Drafty AIR Panel

Enough people have expressed an interest in doing a panel on blogging for the Association of Internet Researchers conference this autumn, that I’m going to try to throw it together at the last minute. The proposal is due March 1, so there is some coordination effort required. I have a list of folks I need to send an email out to, both those who have already expressed an interest in the panel (getting a firm committment and an abstract from them), and others who I think might be interested. Unfortunately, I am at home and missing some of the emails on that list, so it won’t go out until tomorrow.

Here’s the very drafty abstract for the panel that I just typed up. It needs serious work, but I want to get a feel for the range of the papers before I massage it:

Broadening the Blog

Weblogs have enjoyed a rapid diffusion over the last two years.
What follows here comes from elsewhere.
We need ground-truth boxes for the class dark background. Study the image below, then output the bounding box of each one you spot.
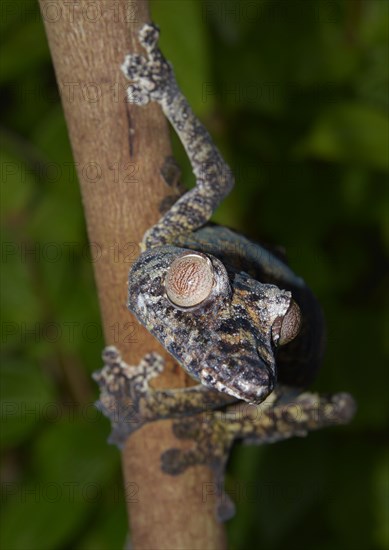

A technology that often emphasizes the written word and intertextual communities, it is in some ways a resurgence of earlier applications of computer networking that emphasized distributed conversation over information-seeking or broadcasting. While there remain some blogs that make up an elite core, there are tens of thousands of sites maintained by individuals who receive, and often seek, a narrower audience.

Despite the ever-increasing number of people around the world who are engaging in blogging, significant coverage in the mass media (of, for example, the role of blogs in the Trent Lott affair), and the immanent entry of media giants like America Online, there remains a dearth of published scholarly work in the area. This panel provides a venue to describe and define the scholarly issues at hand, as well as establishing some core work within this emerging area of study.

Our interest is in how weblogging and microcontent generally will affect innovation, social structure, pedagogy, journalism, and political participation. The focus of these presentations is, in keeping with the theme of the conference, on what happens as blogging becomes a mass phenomena. While many of the popular accounts discuss some of the impact that major columnists and academics have had by publicizing their views via personal blogs, the papers on this panel will seek out an understanding of blogs as a larger social process.